When creating a "Shared Integration" (under **Integration Center => Alert Events**), you must configure a default route — otherwise newly pulled events will be dropped. After creation, you can add finer-grained rules under **Route**.

A "Dedicated Integration" (created under the **Integrations** tab of a specific channel) is automatically bound to that channel and does not require a separate default route.

## Notes

***

* **Database account permissions**: Create a dedicated read-only account for DB Pull with only `SELECT` privilege on the target table. Do not grant write access.
* **Network reachability**: The Flashduty service must be able to reach `host:port` over the public internet or a dedicated line.
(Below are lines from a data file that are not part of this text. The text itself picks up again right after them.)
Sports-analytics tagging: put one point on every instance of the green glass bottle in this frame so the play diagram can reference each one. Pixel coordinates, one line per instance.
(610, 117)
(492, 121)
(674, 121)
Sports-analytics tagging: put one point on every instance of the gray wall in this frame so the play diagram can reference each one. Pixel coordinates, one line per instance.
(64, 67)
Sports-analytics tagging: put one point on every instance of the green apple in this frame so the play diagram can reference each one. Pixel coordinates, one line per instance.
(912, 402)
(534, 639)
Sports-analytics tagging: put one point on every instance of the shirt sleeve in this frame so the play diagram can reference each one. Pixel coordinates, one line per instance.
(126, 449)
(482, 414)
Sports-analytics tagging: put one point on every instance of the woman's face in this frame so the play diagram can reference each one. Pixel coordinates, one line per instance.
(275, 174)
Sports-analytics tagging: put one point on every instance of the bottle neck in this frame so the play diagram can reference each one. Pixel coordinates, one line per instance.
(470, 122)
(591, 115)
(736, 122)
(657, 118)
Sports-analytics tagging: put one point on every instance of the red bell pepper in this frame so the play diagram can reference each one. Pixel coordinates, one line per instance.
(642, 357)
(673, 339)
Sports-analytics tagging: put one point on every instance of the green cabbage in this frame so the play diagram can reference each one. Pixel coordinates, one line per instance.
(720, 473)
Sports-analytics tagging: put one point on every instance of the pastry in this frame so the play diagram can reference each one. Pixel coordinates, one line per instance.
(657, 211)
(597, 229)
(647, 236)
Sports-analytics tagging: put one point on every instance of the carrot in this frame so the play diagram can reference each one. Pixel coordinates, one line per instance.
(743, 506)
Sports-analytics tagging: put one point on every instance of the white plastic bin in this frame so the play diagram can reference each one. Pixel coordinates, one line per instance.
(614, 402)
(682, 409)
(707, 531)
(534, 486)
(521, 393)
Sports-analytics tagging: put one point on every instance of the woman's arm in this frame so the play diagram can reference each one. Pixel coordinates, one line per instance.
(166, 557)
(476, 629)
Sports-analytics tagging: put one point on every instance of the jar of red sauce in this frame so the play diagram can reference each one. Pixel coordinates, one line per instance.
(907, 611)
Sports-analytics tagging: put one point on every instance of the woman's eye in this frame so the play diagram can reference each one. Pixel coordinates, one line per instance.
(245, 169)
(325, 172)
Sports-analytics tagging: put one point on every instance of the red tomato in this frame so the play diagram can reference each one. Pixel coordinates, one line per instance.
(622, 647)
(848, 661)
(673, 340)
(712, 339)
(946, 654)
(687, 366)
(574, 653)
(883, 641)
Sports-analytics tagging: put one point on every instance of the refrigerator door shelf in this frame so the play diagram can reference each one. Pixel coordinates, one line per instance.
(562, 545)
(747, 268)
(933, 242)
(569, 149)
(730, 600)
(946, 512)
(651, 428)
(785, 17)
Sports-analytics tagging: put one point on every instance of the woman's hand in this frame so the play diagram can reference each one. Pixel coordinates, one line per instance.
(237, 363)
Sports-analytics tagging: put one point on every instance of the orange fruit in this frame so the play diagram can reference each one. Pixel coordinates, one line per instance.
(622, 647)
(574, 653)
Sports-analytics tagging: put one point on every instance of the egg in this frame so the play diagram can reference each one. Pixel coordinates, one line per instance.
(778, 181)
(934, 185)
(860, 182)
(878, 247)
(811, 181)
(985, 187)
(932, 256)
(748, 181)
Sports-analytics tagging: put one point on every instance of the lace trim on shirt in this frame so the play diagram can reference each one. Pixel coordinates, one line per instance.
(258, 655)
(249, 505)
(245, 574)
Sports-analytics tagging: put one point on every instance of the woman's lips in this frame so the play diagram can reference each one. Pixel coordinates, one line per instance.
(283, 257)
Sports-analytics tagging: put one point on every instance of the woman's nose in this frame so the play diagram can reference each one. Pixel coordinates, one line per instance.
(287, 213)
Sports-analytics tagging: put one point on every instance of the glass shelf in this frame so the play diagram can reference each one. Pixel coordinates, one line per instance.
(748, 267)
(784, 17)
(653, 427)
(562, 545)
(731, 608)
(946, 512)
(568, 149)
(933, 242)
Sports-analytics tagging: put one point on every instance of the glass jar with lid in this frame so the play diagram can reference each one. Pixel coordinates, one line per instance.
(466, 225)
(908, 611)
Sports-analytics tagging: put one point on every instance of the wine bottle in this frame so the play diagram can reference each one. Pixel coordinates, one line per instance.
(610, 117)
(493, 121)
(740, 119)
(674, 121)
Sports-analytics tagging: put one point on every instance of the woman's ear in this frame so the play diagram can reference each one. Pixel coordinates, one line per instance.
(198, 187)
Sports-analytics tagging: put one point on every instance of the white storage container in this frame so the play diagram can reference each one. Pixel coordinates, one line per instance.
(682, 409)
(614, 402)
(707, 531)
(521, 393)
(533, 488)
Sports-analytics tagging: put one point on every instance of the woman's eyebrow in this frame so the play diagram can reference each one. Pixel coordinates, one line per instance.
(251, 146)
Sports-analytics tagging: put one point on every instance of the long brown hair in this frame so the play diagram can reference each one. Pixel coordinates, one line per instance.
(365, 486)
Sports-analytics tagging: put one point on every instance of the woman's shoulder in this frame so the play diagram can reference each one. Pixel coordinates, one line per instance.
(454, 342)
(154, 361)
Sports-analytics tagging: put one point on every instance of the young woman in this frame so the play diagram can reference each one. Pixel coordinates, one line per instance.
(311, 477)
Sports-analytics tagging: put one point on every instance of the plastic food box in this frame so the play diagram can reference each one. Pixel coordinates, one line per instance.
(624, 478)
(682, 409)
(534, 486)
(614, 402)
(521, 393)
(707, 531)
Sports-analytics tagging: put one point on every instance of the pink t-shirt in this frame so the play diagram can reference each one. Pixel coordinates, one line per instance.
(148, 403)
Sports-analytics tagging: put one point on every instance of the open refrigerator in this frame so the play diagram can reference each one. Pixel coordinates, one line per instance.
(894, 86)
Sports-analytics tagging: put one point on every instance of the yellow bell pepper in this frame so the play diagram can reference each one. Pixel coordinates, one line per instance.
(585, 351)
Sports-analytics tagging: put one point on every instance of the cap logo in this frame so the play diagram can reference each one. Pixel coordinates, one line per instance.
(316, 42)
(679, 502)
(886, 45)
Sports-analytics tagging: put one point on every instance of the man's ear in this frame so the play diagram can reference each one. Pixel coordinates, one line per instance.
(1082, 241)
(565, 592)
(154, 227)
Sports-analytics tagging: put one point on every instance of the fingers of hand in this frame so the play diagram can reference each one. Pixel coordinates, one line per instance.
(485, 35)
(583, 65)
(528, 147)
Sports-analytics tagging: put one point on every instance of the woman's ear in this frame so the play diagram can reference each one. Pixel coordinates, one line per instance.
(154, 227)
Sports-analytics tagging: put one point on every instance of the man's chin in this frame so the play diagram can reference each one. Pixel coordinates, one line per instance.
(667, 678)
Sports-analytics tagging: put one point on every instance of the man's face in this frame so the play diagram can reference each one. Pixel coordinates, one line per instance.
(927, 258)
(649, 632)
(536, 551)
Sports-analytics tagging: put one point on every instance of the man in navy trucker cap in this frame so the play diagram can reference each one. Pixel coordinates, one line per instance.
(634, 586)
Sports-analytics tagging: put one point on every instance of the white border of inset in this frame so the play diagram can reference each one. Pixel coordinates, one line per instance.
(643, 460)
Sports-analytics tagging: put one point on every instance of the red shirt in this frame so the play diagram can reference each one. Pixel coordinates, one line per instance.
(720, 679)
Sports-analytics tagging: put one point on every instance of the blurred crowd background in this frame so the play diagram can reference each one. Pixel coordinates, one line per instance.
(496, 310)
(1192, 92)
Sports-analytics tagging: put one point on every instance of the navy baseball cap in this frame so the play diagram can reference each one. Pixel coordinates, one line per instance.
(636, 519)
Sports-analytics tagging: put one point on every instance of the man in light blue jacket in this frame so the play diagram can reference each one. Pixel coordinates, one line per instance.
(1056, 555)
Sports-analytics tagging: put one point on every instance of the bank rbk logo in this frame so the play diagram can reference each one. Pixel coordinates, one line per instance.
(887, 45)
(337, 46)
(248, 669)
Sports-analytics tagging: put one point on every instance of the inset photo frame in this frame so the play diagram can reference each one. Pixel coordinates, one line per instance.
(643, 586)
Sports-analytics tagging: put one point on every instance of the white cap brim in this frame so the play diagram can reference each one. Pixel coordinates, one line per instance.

Private subnets (`10.x.x.x`, `192.168.x.x`, `172.16–31.x.x`) and loopback addresses are rejected by the system.
* **Index on cursor columns**: For performance, create a composite index on `(time_column, id_column)` to support efficient keyset pagination queries.
* **Time column precision**: The system records cursor timestamps with microsecond precision (`2006-01-02 15:04:05.999999`). Use at least millisecond precision for your time column (`DATETIME(3)` or `TIMESTAMP(6)`) to avoid missing rows when many rows arrive within the same second.
* **Query idempotency**: After a checkpoint reset, the same rows may be fetched again. Ensure your field mapping includes a column that uniquely identifies each alert (mapped to `alert_key`) so that Flashduty can correctly deduplicate events.